Stratman Vince Converse just likes to hang out in bars and play blues for women

ORIGINALLY PUBLISHED IN THE GEORGIA STRAIGHT, NOV. 18, 1999

By Steve Newton

Vince Converse is one of those up-and-coming guitar slingers you read about in guitar magazines, a simmering talent just waiting to explode onto the music scene. He’s also the kind of player Fender likes to have as an endorsee. I guess that means that the fabled instrument maker supplies him with all the Strats he can use, right?

“Nah, not really,” notes Converse from a Louisiana studio where he’s breaking in a new bassist. “It doesn’t work that way, man. No, they send me free strings; I get discounts on stuff. And I get a few plugs in Fender Frontline magazine, stuff like that.”

On his solo debut, One Step Ahead, the former Sunset Heights guitarist is shown posing with a red Fender Stratocaster on the CD cover, then tightly embracing a white one on the back. “I’ve just been playin’ ’em since I was a little kid,” says the longhaired Houston native, whose band opens for boogie-blues veterans Savoy Brown at the Yale next Thursday (November 25). “I mean, they’re a real pain in the ass to play sometimes, but I know how to use ’em and how to get sounds out of ’em. And they’re comfortable, you know.”

Although Converse is a die-hard Strat man, it’s not as if he’s never owned other guitars. Two years ago he had a Gibson Les Paul, a Flying V, and an ES-335 in his collection; then somebody broke into his van and stole them—along with his saxophone, a couple of amps, and some pedals. “I was trying to get laid after a gig,” recalls Converse, “and it was parked in the wrong neighbourhood, I guess.”
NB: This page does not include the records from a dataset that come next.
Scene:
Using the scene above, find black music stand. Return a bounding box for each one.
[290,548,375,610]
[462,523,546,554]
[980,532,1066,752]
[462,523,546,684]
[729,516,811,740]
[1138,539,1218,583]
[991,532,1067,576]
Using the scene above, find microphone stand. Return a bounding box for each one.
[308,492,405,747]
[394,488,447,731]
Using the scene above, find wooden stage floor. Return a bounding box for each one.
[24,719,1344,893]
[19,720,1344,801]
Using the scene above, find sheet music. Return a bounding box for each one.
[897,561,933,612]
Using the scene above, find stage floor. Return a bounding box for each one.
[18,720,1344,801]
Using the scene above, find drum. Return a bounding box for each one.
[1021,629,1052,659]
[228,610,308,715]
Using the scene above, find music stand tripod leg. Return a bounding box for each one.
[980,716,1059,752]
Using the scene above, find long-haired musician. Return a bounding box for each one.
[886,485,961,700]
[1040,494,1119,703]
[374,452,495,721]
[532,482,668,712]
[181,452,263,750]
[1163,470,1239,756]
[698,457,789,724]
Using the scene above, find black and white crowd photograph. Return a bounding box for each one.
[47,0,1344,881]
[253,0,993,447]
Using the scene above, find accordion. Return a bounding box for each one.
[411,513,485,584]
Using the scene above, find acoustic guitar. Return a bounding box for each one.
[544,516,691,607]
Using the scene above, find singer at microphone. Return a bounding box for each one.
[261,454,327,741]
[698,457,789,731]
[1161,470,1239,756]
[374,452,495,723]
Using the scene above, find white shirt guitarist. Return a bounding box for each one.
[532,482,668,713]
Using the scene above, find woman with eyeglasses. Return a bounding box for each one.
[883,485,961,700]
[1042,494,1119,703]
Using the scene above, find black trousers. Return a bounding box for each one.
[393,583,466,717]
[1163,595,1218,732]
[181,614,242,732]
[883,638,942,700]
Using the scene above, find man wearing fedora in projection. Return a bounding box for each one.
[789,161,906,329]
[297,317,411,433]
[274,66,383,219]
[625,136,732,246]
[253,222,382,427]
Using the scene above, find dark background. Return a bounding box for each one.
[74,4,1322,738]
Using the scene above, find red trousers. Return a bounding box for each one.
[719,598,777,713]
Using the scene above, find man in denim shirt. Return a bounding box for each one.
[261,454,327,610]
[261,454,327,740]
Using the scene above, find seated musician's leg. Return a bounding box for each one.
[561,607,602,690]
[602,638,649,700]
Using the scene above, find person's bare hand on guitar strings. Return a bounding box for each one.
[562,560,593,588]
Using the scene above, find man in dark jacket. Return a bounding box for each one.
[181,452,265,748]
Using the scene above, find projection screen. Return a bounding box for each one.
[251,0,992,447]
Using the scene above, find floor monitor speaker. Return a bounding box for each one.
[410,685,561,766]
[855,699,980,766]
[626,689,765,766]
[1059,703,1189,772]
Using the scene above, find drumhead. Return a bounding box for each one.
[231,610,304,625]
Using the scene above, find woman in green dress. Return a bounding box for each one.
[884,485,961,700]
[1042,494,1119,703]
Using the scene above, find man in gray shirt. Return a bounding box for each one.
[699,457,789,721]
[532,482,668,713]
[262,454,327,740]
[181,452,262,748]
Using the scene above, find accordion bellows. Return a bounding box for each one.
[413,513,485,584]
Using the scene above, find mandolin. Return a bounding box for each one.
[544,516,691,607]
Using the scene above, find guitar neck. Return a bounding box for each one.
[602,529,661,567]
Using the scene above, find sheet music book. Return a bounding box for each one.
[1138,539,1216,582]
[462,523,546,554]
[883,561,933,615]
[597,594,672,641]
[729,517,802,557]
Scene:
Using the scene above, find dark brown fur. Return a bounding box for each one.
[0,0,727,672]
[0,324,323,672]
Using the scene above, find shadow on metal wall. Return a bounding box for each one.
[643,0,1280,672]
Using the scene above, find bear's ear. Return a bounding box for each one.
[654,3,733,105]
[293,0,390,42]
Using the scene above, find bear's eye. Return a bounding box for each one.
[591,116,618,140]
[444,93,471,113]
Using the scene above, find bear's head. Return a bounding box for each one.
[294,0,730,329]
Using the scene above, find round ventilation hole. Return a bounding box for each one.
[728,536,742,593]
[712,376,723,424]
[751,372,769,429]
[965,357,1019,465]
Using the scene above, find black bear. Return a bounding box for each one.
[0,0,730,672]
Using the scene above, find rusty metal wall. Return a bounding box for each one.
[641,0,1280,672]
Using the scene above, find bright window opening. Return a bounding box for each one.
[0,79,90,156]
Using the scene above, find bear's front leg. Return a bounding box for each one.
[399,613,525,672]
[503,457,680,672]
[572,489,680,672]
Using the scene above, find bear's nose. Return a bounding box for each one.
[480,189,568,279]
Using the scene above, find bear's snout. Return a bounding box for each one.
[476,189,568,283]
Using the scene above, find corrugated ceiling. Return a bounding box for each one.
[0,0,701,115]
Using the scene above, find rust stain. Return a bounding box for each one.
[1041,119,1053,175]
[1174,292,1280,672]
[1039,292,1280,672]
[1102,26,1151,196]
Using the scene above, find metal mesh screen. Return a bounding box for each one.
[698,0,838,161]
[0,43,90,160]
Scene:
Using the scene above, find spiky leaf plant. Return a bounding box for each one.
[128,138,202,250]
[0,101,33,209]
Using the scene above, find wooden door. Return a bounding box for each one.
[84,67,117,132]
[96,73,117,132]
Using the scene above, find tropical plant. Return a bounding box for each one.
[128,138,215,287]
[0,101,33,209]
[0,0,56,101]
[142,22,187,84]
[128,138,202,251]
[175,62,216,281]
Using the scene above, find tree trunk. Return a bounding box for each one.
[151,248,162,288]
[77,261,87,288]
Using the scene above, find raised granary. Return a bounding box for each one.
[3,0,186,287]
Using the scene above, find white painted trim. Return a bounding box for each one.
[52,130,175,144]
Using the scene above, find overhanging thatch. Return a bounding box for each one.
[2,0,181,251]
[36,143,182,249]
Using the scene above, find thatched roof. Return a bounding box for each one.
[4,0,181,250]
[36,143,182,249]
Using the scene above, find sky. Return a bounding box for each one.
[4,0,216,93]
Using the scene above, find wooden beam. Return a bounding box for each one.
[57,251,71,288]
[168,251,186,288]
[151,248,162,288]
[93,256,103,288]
Converse dedicated One Step Ahead to the memory of blues great Lowell Fulson, who died last year and whose song “Sleeper” he covered on the release. “He’s the guy who wrote ‘Reconsider Baby’,” points out the 26-year-old picker by way of explanation. “He’s the man.”

Converse also did a version of B.B. King’s “Recession Blues”, which he first heard as a live recording on an oldies-but-goodies tape. “I wanted to put a blues tune on there, and I didn’t want to do, like, ‘Stormy Monday’ or anything, so I picked that one.”

Converse recorded One Step Ahead in just two weeks last January, with some funky contributions from New York’s Uptown Horns. He also had famed producer Eddie Kramer (Jimi Hendrix, Led Zeppelin, Kiss) at the helm. “His recording techniques are probably my favourites,” says Converse. “I wished I coulda had him for a coupla months—it’s just that he’s expensive.”

Although he’s got a hotshot-produced record under his belt and has won much acclaim for his talents—Guitar World described him as “ferocious” and Savoy Brown guitarist Kim Simmonds says, “When he plays live, he’s always on 10”—Converse doesn’t expect to be the next young Kenny Wayne Shepherd/Jonny Lang guitar hero.

“To tell you the truth, man,” he drawls, “I doubt I will. I mean, I’ve been doin’ this since they were in junior high school, or elementary even. So I’ve got a few years on them. But I’m not lookin’ to be a rock star. I’m just a guitar player who likes to hang out in bars and play blues for women, you know.”